Arjantin halkının Türklere çok benzediğini belirten Coşkun, yerel yaşam hakkında şunları söylüyor: “Pazar günüydü, bahçelerde büyük kahvaltı sofraları kurulmuş, aileler toplanmıştı. Herkesin teknesi var, her yere bununla gidiyorlar. Tekneler park yerlerinde üst üste raflara diziliyor. Her evin önünde küçük iskeleler var. Buranın sakinleri çöplerini iskeledeki küçük direklere asıyor. Çöpler tekneyle toplanıyor. Kanal turumuzda ilkokulu gördük. Öğrenci servisi de tekneydi. Kanal kenarlarında benzin istasyonları vardı. Binlerce su kanalından oluşan Tigre Deltası, Buenos Aires Körfezi’nde son buluyor.”
Coşkun, konaklama tesisi bulunmayan Tigre’de görülebilecek yerleri şöyle anlatıyor: “Yol, ülkenin malikâneleriyle ünlü en zengin semti San Isidro’dan geçiyor. Semt kadar tren garı da görmeye değer. Burası alışveriş merkezi ve her çeşit yiyecek-içecek bulabileceğiniz bir mekân, keyifle gezebilirsiniz.” Gece, hayatından bahsederken yine Tigre’ye yarım saat uzaklıktaki San Isidro ya da Buenos Aires’in tercih edilebileceğini söylüyor. “Latin Amerika’da hayat çok yavaş akıyor. Saat 22.00’de restoranlarda akşam yemeğine oturuluyor. Gece 23.00’ten sonra başlıyor. Arjantin’le özdeşleşen muhteşem tango gösterileri izleyebilirsiniz” diyor. Beyhan Coşkun’un bölgeye gitmek isteyenlere önerileri şöyle: “Latin Amerika doğal güzellikleriyle, sıcakkanlı ve eğlenceli insanlarıyla gezip görülmeye değer. Yolun uzun olması sizi korkutmasın, biz çok mutlu döndük. İmkân olsa tekrar gitmek isteriz. Gittiğimizde ekimdi, ilkbahar başlamıştı. Şimdi yaz, pırıl pırıl güneşin tadını çıkarabilirsiniz.”

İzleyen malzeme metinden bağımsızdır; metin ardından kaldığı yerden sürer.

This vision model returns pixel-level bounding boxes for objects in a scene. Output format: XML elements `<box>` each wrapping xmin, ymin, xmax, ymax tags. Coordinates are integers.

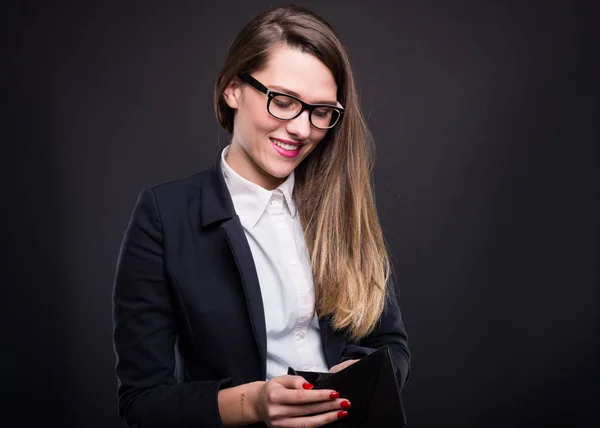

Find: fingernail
<box><xmin>340</xmin><ymin>400</ymin><xmax>351</xmax><ymax>409</ymax></box>
<box><xmin>338</xmin><ymin>411</ymin><xmax>348</xmax><ymax>418</ymax></box>
<box><xmin>302</xmin><ymin>382</ymin><xmax>314</xmax><ymax>390</ymax></box>
<box><xmin>329</xmin><ymin>391</ymin><xmax>340</xmax><ymax>399</ymax></box>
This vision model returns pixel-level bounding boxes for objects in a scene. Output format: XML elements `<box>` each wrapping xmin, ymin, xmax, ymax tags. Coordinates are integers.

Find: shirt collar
<box><xmin>220</xmin><ymin>146</ymin><xmax>297</xmax><ymax>228</ymax></box>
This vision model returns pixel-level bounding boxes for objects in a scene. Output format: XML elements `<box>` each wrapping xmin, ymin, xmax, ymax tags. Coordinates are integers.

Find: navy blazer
<box><xmin>112</xmin><ymin>150</ymin><xmax>411</xmax><ymax>428</ymax></box>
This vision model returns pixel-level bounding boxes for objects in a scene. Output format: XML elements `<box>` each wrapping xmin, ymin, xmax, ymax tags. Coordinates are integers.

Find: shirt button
<box><xmin>297</xmin><ymin>331</ymin><xmax>306</xmax><ymax>339</ymax></box>
<box><xmin>290</xmin><ymin>260</ymin><xmax>297</xmax><ymax>265</ymax></box>
<box><xmin>277</xmin><ymin>222</ymin><xmax>284</xmax><ymax>228</ymax></box>
<box><xmin>271</xmin><ymin>200</ymin><xmax>279</xmax><ymax>206</ymax></box>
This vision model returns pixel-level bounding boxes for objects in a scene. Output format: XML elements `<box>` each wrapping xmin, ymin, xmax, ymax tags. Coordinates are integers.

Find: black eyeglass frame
<box><xmin>237</xmin><ymin>73</ymin><xmax>345</xmax><ymax>130</ymax></box>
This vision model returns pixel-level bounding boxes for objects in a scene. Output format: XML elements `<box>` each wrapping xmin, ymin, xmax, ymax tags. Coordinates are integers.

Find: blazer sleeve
<box><xmin>339</xmin><ymin>277</ymin><xmax>411</xmax><ymax>389</ymax></box>
<box><xmin>113</xmin><ymin>188</ymin><xmax>232</xmax><ymax>428</ymax></box>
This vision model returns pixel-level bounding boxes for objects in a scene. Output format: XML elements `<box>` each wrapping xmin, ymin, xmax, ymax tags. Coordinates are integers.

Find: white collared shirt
<box><xmin>221</xmin><ymin>146</ymin><xmax>329</xmax><ymax>380</ymax></box>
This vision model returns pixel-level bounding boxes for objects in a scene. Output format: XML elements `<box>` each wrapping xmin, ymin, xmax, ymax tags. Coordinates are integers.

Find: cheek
<box><xmin>301</xmin><ymin>131</ymin><xmax>328</xmax><ymax>160</ymax></box>
<box><xmin>239</xmin><ymin>104</ymin><xmax>280</xmax><ymax>140</ymax></box>
<box><xmin>309</xmin><ymin>129</ymin><xmax>329</xmax><ymax>146</ymax></box>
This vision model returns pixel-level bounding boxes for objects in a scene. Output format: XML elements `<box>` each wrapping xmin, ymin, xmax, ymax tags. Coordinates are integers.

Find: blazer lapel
<box><xmin>221</xmin><ymin>217</ymin><xmax>267</xmax><ymax>378</ymax></box>
<box><xmin>200</xmin><ymin>149</ymin><xmax>267</xmax><ymax>379</ymax></box>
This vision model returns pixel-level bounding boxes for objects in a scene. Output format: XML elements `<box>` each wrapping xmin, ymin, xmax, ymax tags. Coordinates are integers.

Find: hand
<box><xmin>329</xmin><ymin>359</ymin><xmax>359</xmax><ymax>374</ymax></box>
<box><xmin>252</xmin><ymin>375</ymin><xmax>351</xmax><ymax>427</ymax></box>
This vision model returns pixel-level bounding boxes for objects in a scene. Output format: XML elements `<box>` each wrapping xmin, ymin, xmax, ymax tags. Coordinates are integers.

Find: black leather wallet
<box><xmin>287</xmin><ymin>347</ymin><xmax>407</xmax><ymax>427</ymax></box>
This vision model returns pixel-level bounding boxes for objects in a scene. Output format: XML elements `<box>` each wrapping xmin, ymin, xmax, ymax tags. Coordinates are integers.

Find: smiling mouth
<box><xmin>270</xmin><ymin>138</ymin><xmax>303</xmax><ymax>151</ymax></box>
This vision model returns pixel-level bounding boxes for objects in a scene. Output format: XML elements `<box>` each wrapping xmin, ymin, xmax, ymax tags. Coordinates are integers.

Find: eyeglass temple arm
<box><xmin>238</xmin><ymin>73</ymin><xmax>269</xmax><ymax>95</ymax></box>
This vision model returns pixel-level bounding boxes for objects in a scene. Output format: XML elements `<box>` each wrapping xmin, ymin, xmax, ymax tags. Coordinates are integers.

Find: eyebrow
<box><xmin>268</xmin><ymin>84</ymin><xmax>338</xmax><ymax>105</ymax></box>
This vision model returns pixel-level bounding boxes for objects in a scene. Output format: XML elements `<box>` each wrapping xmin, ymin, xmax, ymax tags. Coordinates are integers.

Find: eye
<box><xmin>272</xmin><ymin>98</ymin><xmax>294</xmax><ymax>109</ymax></box>
<box><xmin>313</xmin><ymin>107</ymin><xmax>333</xmax><ymax>118</ymax></box>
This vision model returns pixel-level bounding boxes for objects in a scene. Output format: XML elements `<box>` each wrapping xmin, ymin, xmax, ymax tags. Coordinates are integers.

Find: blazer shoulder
<box><xmin>149</xmin><ymin>169</ymin><xmax>210</xmax><ymax>198</ymax></box>
<box><xmin>140</xmin><ymin>168</ymin><xmax>213</xmax><ymax>224</ymax></box>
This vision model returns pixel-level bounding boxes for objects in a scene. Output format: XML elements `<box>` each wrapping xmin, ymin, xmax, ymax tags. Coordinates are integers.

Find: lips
<box><xmin>270</xmin><ymin>138</ymin><xmax>304</xmax><ymax>158</ymax></box>
<box><xmin>271</xmin><ymin>138</ymin><xmax>303</xmax><ymax>149</ymax></box>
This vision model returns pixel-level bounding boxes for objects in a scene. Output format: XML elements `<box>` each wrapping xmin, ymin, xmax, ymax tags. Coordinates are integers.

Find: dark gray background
<box><xmin>4</xmin><ymin>0</ymin><xmax>597</xmax><ymax>427</ymax></box>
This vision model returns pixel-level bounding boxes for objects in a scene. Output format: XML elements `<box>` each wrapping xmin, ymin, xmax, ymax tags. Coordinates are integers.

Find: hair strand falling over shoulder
<box><xmin>215</xmin><ymin>4</ymin><xmax>392</xmax><ymax>341</ymax></box>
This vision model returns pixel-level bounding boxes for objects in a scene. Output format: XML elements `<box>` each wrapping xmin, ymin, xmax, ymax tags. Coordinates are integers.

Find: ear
<box><xmin>223</xmin><ymin>77</ymin><xmax>242</xmax><ymax>109</ymax></box>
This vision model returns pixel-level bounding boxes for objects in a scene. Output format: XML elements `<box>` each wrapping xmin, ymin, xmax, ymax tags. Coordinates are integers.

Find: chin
<box><xmin>265</xmin><ymin>165</ymin><xmax>295</xmax><ymax>179</ymax></box>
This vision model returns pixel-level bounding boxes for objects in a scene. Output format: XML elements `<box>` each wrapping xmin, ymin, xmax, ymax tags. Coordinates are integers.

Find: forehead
<box><xmin>253</xmin><ymin>45</ymin><xmax>338</xmax><ymax>104</ymax></box>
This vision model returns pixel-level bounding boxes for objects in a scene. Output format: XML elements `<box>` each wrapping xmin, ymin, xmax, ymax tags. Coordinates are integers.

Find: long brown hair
<box><xmin>215</xmin><ymin>5</ymin><xmax>391</xmax><ymax>341</ymax></box>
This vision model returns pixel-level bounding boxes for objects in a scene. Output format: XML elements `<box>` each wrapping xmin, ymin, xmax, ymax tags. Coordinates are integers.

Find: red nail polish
<box><xmin>302</xmin><ymin>382</ymin><xmax>314</xmax><ymax>390</ymax></box>
<box><xmin>340</xmin><ymin>400</ymin><xmax>351</xmax><ymax>409</ymax></box>
<box><xmin>329</xmin><ymin>392</ymin><xmax>340</xmax><ymax>399</ymax></box>
<box><xmin>338</xmin><ymin>411</ymin><xmax>348</xmax><ymax>418</ymax></box>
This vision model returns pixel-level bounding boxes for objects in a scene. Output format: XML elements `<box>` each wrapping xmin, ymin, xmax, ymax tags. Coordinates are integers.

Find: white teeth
<box><xmin>272</xmin><ymin>139</ymin><xmax>300</xmax><ymax>151</ymax></box>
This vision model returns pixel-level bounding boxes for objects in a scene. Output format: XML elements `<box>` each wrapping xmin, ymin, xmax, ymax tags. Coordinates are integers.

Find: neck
<box><xmin>225</xmin><ymin>144</ymin><xmax>285</xmax><ymax>190</ymax></box>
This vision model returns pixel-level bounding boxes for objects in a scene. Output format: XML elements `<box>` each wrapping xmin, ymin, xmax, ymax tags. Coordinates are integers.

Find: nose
<box><xmin>285</xmin><ymin>110</ymin><xmax>311</xmax><ymax>140</ymax></box>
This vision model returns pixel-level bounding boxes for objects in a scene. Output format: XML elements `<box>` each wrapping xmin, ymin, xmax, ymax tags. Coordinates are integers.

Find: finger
<box><xmin>272</xmin><ymin>387</ymin><xmax>341</xmax><ymax>405</ymax></box>
<box><xmin>283</xmin><ymin>398</ymin><xmax>352</xmax><ymax>418</ymax></box>
<box><xmin>283</xmin><ymin>408</ymin><xmax>350</xmax><ymax>428</ymax></box>
<box><xmin>329</xmin><ymin>359</ymin><xmax>354</xmax><ymax>373</ymax></box>
<box><xmin>273</xmin><ymin>375</ymin><xmax>311</xmax><ymax>390</ymax></box>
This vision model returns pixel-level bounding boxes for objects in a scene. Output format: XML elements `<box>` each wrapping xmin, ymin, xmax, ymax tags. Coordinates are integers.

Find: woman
<box><xmin>113</xmin><ymin>4</ymin><xmax>410</xmax><ymax>428</ymax></box>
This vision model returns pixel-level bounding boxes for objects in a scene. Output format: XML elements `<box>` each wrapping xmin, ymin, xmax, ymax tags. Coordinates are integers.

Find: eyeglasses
<box><xmin>238</xmin><ymin>73</ymin><xmax>344</xmax><ymax>130</ymax></box>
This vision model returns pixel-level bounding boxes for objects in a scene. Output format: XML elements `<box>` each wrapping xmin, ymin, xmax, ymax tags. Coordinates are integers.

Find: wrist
<box><xmin>245</xmin><ymin>381</ymin><xmax>266</xmax><ymax>423</ymax></box>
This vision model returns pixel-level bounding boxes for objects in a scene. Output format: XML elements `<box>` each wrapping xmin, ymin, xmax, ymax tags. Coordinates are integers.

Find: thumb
<box><xmin>274</xmin><ymin>375</ymin><xmax>314</xmax><ymax>390</ymax></box>
<box><xmin>329</xmin><ymin>359</ymin><xmax>359</xmax><ymax>373</ymax></box>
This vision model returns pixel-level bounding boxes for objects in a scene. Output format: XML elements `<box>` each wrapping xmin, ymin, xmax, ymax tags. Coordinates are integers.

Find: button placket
<box><xmin>270</xmin><ymin>189</ymin><xmax>322</xmax><ymax>372</ymax></box>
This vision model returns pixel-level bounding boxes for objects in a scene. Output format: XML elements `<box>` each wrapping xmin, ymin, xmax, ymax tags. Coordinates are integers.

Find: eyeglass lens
<box><xmin>269</xmin><ymin>94</ymin><xmax>340</xmax><ymax>129</ymax></box>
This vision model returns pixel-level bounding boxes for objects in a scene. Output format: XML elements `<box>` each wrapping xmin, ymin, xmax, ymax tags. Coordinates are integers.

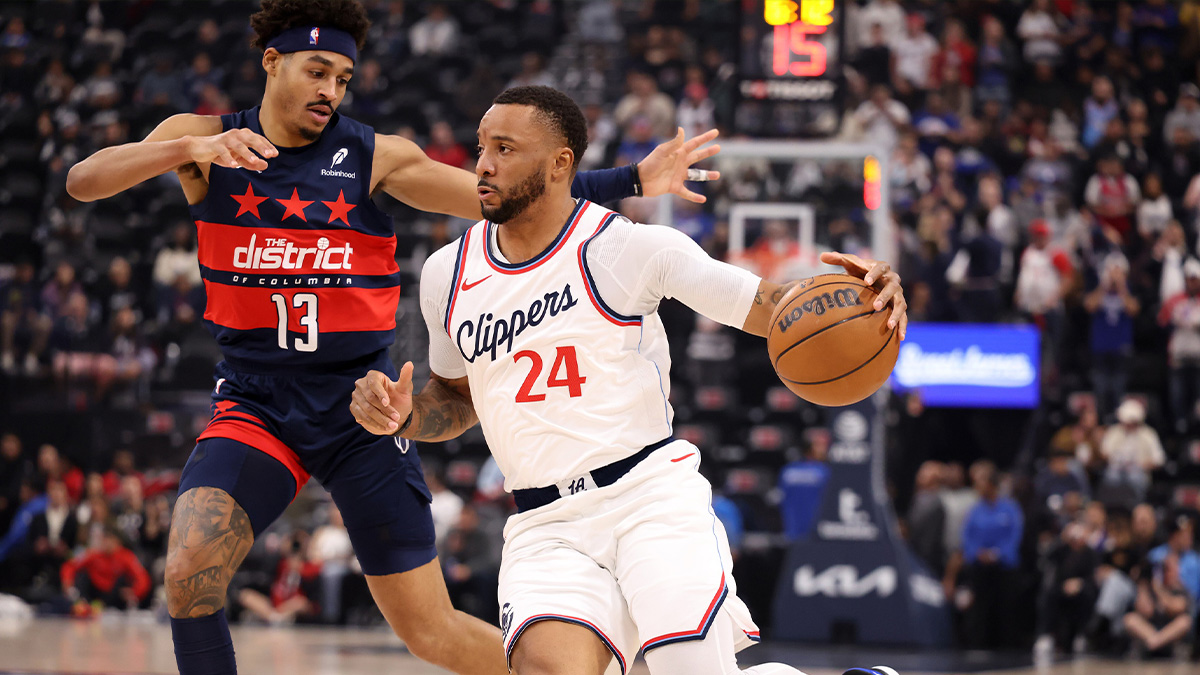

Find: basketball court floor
<box><xmin>0</xmin><ymin>616</ymin><xmax>1194</xmax><ymax>675</ymax></box>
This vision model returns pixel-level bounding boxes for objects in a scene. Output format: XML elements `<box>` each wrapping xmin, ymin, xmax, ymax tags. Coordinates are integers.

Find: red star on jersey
<box><xmin>276</xmin><ymin>188</ymin><xmax>314</xmax><ymax>222</ymax></box>
<box><xmin>230</xmin><ymin>183</ymin><xmax>268</xmax><ymax>219</ymax></box>
<box><xmin>322</xmin><ymin>190</ymin><xmax>357</xmax><ymax>226</ymax></box>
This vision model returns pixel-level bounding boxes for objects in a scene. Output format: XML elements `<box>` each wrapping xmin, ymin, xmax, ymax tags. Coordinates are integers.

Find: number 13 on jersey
<box><xmin>271</xmin><ymin>292</ymin><xmax>318</xmax><ymax>352</ymax></box>
<box><xmin>514</xmin><ymin>346</ymin><xmax>586</xmax><ymax>403</ymax></box>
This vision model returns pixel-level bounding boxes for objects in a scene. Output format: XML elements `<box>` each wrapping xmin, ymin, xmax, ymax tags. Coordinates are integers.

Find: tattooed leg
<box><xmin>165</xmin><ymin>487</ymin><xmax>254</xmax><ymax>618</ymax></box>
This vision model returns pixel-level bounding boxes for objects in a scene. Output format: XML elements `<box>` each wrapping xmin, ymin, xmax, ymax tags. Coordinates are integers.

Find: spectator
<box><xmin>1033</xmin><ymin>449</ymin><xmax>1090</xmax><ymax>515</ymax></box>
<box><xmin>237</xmin><ymin>535</ymin><xmax>320</xmax><ymax>625</ymax></box>
<box><xmin>409</xmin><ymin>3</ymin><xmax>460</xmax><ymax>57</ymax></box>
<box><xmin>426</xmin><ymin>470</ymin><xmax>462</xmax><ymax>547</ymax></box>
<box><xmin>440</xmin><ymin>504</ymin><xmax>501</xmax><ymax>622</ymax></box>
<box><xmin>1084</xmin><ymin>258</ymin><xmax>1140</xmax><ymax>418</ymax></box>
<box><xmin>975</xmin><ymin>16</ymin><xmax>1017</xmax><ymax>105</ymax></box>
<box><xmin>853</xmin><ymin>84</ymin><xmax>911</xmax><ymax>150</ymax></box>
<box><xmin>1082</xmin><ymin>77</ymin><xmax>1120</xmax><ymax>149</ymax></box>
<box><xmin>614</xmin><ymin>116</ymin><xmax>660</xmax><ymax>169</ymax></box>
<box><xmin>1125</xmin><ymin>551</ymin><xmax>1196</xmax><ymax>657</ymax></box>
<box><xmin>505</xmin><ymin>52</ymin><xmax>554</xmax><ymax>90</ymax></box>
<box><xmin>854</xmin><ymin>0</ymin><xmax>905</xmax><ymax>49</ymax></box>
<box><xmin>1147</xmin><ymin>515</ymin><xmax>1200</xmax><ymax>602</ymax></box>
<box><xmin>134</xmin><ymin>54</ymin><xmax>185</xmax><ymax>111</ymax></box>
<box><xmin>62</xmin><ymin>526</ymin><xmax>152</xmax><ymax>612</ymax></box>
<box><xmin>930</xmin><ymin>19</ymin><xmax>976</xmax><ymax>89</ymax></box>
<box><xmin>913</xmin><ymin>91</ymin><xmax>962</xmax><ymax>157</ymax></box>
<box><xmin>424</xmin><ymin>121</ymin><xmax>469</xmax><ymax>170</ymax></box>
<box><xmin>1015</xmin><ymin>220</ymin><xmax>1074</xmax><ymax>362</ymax></box>
<box><xmin>960</xmin><ymin>460</ymin><xmax>1024</xmax><ymax>649</ymax></box>
<box><xmin>308</xmin><ymin>504</ymin><xmax>355</xmax><ymax>624</ymax></box>
<box><xmin>0</xmin><ymin>478</ymin><xmax>46</xmax><ymax>575</ymax></box>
<box><xmin>1017</xmin><ymin>0</ymin><xmax>1063</xmax><ymax>63</ymax></box>
<box><xmin>1085</xmin><ymin>153</ymin><xmax>1141</xmax><ymax>244</ymax></box>
<box><xmin>152</xmin><ymin>223</ymin><xmax>202</xmax><ymax>288</ymax></box>
<box><xmin>1098</xmin><ymin>399</ymin><xmax>1165</xmax><ymax>504</ymax></box>
<box><xmin>1164</xmin><ymin>83</ymin><xmax>1200</xmax><ymax>145</ymax></box>
<box><xmin>40</xmin><ymin>261</ymin><xmax>83</xmax><ymax>322</ymax></box>
<box><xmin>613</xmin><ymin>71</ymin><xmax>676</xmax><ymax>140</ymax></box>
<box><xmin>35</xmin><ymin>444</ymin><xmax>83</xmax><ymax>504</ymax></box>
<box><xmin>27</xmin><ymin>478</ymin><xmax>78</xmax><ymax>593</ymax></box>
<box><xmin>1</xmin><ymin>260</ymin><xmax>52</xmax><ymax>376</ymax></box>
<box><xmin>1091</xmin><ymin>504</ymin><xmax>1158</xmax><ymax>649</ymax></box>
<box><xmin>1159</xmin><ymin>259</ymin><xmax>1200</xmax><ymax>434</ymax></box>
<box><xmin>1137</xmin><ymin>173</ymin><xmax>1174</xmax><ymax>241</ymax></box>
<box><xmin>854</xmin><ymin>22</ymin><xmax>892</xmax><ymax>87</ymax></box>
<box><xmin>1036</xmin><ymin>522</ymin><xmax>1100</xmax><ymax>656</ymax></box>
<box><xmin>891</xmin><ymin>13</ymin><xmax>938</xmax><ymax>92</ymax></box>
<box><xmin>778</xmin><ymin>437</ymin><xmax>832</xmax><ymax>541</ymax></box>
<box><xmin>907</xmin><ymin>461</ymin><xmax>946</xmax><ymax>575</ymax></box>
<box><xmin>0</xmin><ymin>433</ymin><xmax>30</xmax><ymax>536</ymax></box>
<box><xmin>676</xmin><ymin>83</ymin><xmax>715</xmax><ymax>141</ymax></box>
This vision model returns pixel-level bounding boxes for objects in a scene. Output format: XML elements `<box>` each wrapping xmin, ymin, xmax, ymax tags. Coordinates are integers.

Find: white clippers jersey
<box><xmin>421</xmin><ymin>199</ymin><xmax>759</xmax><ymax>490</ymax></box>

Arjantinli keyfine düşkün eğlenmeyi seviyor
San Isidro garında “empanadas” satan küçük bir büfeye uğradık. Bu böreklerden bolca aldık. Tepsidekiler bitince öğlen saati büfe kapandı. Büfeci evine gitti. Halk keyfine çok düşkün. Sokaklarda yürürken tango yapanlara rastladık. Bizi de dansa davet ettiler. Çok neşeliler.
Etler, şaraplar börekler harika
Arjantin biftekleri çok güzel, mutlaka tadılmalı. Kıtanın geleneksel çayı mate, ritüelle demlenip içiliyor. Geceleri ve günde iki fincandan fazla içilmemesi tavsiye ediliyor. Dulce de leche, süt kremasından yapılıyor, fındık kremasına benziyor. Kahvaltıda enerji veriyor. Empanadas börekleri çok leziz. Kıymalı, tavuklu, sebzeli çeşitleri var. Doyurucu, fiyatı makul. Dünyanın en büyük şarap üreticilerinin Arjantin’in özelikle Malbec üzümlerinden yapılmış şarapları çok ünlü.